What is the direction of Mortgage Rates?

Mortgage rates are unexpectedly at a three-year low. Mortgages are important in order to finance a home purchase. Thus, mortgage rates have a great impact on buyers and their buying process. For now, buyers benefit from low rates because it gives them increased buying power.

Rates hasn’t only been down this year, although six of the first nine weeks of the year, rates declined it showed an increase in past two weeks. Following mortgage rates movement is important especially that the peak spring buying season almost here. Buyers shouldn’t be complacent because of the recent movements of mortgage rates.

Potential buyers are greatly affected by these rate movements as it will produce about 1.2% difference on their monthly payment which will affect the monthly budget and their debt-to-income ratio (a critical factor to be considered for a mortgage).

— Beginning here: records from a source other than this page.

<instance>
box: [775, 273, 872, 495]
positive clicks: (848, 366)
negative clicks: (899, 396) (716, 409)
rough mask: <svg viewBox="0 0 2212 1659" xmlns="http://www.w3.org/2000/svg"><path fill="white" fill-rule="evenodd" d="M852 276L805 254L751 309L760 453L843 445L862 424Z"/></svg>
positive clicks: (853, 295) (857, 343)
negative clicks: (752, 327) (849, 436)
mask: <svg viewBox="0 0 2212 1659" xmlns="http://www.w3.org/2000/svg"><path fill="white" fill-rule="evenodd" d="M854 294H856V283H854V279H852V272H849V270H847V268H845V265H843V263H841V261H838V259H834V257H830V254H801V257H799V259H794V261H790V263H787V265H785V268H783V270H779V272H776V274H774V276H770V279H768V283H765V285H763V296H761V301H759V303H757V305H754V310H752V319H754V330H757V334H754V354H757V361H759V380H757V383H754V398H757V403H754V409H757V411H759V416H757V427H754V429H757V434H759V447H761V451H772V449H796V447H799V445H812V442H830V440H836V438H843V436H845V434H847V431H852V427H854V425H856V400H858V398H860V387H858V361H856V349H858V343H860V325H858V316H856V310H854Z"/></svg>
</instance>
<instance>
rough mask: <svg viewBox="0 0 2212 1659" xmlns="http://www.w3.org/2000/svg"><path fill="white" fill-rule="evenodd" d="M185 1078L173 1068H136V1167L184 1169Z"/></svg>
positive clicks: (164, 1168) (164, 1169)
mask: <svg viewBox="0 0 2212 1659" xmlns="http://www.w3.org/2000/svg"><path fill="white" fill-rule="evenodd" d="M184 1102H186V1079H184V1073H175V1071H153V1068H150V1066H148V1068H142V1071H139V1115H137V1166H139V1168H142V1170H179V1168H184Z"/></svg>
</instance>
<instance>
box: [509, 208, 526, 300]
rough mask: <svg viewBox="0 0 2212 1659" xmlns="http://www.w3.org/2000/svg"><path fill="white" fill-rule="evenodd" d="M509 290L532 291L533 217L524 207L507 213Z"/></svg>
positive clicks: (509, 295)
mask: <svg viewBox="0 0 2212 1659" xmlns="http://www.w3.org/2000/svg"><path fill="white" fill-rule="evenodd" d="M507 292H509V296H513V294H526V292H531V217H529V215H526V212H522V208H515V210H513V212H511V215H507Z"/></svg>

With the given trend the mortgage market increased the buyer’s buying power to about 6% with the low rates but the recent increase diminished 2% to their buying power. Although buyers are still at the advantage, the situation can shift any moment given the recent activity in the market.

As a buyer there are three possible scenarios that’ll emerge from the movement of mortgage rates:

The first scenario depicts a negative view of the economy resulting from global economic weakness and the slump in oil prices from January until early February. This caused the decline of the stock market causing global money to take refuge in the Dollar and U.S. Treasury bonds. As demand for bonds increase, mortgage rates will decrease. With this, rates will remain as they as are now throughout the year.

The second scenario has a moderate view of global economic growth which will result in a fixed rate of 4-4.2% by the end of the year.

The last possible scenario sees increased inflation leading to an increase in mortgage rates to 4.5% and can go up to 5.5% in 2017.

Although these are just possible scenarios, it would be wise to consistently monitor mortgage rate movement in order to prepare for possibilities in the future.